Frequent pattern discovery for integrated omics data
5 July 2016
UAntwerp, Campus Middelheim, A.143 - Middelheimlaan 1 - 220 Antwerpen
Kris Laukens & Wim Vanden Berghe
PhD defence Stefan Naulaerts - Faculty of Science
Data mining has been an integral part of the current scientific workflows for several decades. However, several techniques have remained underutilised on real-life applications in which they could be of particular use. One of these cases forms the centerpoint of this doctoral thesis. Here, we focus on frequent itemset mining. This set of techniques allows researchers to rapidly generate large numbers of patterns that correspond to what has proven of high value in many biological scenarios: correlations. Moreover, frequent itemset mining is independent of the 'omics' level to which it is applied and these levels can be combined into one analysis to identify cross-omics patterns.

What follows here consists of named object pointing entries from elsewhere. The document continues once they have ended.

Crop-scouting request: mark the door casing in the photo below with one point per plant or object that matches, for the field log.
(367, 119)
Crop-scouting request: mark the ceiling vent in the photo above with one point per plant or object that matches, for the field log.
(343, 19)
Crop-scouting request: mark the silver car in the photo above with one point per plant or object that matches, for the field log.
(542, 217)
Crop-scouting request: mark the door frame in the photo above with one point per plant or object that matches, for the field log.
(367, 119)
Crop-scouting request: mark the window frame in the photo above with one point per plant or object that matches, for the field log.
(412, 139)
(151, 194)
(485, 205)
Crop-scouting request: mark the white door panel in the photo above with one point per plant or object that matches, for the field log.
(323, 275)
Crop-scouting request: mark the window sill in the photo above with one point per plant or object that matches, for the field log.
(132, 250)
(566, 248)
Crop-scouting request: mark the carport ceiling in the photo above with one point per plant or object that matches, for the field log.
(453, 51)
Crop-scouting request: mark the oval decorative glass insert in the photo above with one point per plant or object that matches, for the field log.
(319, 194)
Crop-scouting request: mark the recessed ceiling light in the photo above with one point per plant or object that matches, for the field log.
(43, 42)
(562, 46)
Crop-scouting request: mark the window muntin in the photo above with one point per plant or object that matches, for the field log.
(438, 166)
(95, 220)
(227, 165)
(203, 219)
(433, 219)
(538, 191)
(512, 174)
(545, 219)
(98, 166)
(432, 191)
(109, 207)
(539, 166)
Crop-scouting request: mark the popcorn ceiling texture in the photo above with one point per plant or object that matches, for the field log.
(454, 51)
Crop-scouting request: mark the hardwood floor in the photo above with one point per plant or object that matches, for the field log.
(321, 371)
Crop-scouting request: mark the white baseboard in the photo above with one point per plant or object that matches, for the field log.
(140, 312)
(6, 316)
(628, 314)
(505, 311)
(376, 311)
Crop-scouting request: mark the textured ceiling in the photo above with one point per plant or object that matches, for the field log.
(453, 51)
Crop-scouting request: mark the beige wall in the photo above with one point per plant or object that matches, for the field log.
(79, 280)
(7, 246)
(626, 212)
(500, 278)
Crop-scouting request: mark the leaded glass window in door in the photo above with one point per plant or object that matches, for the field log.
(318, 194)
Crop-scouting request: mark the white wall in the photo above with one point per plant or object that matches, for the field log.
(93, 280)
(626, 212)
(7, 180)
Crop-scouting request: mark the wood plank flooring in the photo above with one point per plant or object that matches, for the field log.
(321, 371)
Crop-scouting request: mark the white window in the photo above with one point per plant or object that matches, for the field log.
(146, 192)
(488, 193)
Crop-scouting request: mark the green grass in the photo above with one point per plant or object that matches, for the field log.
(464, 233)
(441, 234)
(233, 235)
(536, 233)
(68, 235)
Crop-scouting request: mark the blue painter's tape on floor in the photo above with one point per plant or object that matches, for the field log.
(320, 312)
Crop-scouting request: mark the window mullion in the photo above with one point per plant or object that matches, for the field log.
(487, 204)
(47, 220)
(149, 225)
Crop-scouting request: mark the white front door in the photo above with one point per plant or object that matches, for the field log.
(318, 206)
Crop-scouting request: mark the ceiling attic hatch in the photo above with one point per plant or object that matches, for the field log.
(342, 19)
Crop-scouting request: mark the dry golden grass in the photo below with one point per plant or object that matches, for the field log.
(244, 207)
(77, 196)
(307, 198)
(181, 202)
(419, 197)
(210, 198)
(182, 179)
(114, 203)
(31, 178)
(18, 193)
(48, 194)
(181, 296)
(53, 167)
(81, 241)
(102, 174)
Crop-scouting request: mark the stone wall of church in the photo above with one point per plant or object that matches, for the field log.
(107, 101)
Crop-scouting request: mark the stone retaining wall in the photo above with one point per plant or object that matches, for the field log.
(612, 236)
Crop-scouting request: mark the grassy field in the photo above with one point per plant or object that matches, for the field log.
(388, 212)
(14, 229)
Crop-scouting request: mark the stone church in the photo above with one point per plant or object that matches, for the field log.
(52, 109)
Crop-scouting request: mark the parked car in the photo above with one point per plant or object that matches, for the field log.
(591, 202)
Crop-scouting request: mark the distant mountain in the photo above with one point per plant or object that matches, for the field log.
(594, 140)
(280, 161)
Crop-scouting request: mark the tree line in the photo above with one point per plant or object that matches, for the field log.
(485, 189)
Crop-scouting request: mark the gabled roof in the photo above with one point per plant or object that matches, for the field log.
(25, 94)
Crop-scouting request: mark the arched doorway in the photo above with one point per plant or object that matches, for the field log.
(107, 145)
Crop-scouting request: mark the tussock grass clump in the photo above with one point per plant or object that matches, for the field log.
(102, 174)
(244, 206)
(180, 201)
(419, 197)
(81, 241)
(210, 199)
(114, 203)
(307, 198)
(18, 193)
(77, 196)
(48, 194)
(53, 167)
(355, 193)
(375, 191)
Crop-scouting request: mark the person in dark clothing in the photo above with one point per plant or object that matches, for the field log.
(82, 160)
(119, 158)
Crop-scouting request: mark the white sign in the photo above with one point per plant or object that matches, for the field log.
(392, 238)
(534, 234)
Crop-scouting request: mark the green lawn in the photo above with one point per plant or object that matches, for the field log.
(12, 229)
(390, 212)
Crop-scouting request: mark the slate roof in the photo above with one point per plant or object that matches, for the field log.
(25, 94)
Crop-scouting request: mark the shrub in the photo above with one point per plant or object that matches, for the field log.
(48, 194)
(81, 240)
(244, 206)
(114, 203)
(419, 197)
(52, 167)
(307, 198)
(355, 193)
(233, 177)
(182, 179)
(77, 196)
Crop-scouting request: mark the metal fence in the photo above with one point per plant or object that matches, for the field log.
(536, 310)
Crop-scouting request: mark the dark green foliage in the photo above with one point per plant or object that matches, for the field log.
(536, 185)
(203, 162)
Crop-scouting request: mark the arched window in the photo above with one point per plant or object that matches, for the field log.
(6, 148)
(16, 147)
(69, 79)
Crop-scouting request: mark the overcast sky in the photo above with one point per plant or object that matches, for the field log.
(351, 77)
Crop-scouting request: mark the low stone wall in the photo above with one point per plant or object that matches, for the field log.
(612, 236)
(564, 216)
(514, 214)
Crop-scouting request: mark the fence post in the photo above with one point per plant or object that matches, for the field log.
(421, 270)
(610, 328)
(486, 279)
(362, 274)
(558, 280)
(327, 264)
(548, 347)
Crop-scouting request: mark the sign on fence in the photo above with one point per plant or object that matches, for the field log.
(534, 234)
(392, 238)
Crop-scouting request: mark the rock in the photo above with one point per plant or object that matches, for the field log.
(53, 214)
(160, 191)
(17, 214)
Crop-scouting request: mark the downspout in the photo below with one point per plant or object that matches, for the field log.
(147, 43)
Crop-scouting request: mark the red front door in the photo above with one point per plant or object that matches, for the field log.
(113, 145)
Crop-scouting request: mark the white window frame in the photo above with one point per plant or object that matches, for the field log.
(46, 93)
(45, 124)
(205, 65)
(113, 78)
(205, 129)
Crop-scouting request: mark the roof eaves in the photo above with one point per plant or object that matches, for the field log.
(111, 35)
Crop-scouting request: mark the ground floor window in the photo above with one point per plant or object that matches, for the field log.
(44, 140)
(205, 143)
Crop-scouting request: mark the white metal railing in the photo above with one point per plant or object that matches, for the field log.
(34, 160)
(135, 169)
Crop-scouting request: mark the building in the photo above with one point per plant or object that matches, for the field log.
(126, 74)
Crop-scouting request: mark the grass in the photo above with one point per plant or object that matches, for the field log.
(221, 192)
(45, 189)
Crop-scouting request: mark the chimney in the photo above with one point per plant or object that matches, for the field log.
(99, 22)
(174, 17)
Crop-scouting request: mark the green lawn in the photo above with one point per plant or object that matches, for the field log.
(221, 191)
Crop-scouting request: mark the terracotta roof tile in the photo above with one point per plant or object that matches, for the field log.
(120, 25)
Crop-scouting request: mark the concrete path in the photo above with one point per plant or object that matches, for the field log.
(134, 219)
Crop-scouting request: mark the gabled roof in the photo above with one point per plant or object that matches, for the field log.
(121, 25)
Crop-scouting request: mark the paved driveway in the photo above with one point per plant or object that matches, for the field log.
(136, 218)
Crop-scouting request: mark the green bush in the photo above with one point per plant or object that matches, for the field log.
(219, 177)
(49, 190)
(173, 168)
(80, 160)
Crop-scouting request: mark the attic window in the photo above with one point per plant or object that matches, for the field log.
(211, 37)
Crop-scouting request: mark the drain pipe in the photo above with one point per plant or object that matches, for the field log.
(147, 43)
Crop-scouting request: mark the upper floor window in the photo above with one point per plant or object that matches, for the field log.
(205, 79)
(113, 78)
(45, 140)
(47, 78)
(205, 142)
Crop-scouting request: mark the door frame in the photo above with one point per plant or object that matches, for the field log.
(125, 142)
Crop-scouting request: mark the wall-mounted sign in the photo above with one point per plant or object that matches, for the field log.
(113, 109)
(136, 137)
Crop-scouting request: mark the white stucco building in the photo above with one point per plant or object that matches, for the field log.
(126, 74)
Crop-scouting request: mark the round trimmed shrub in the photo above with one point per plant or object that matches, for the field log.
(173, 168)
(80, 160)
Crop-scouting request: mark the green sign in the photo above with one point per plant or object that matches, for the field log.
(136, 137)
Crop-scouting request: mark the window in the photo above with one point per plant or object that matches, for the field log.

As such, we first explored how frequent itemsets could be applied to biological datasets, how they could be interpreted in relation to existing evidence that is traditionally used (ontologies, interaction networks) in correlation analysis and how they can be made interpretable with visualizations intuitive to life scientists. Next, we applied frequent itemset mining to draft lists of co-occuring biological elements in an unprecedented meta-analysis. We took the step to using frequent itemsets in the well-studied challenges of cancer bioinformatics and were succesful in demonstrating cancer subtypes and linking these to patient survival. Finally, we were able to use these techniques for drug compound characterization.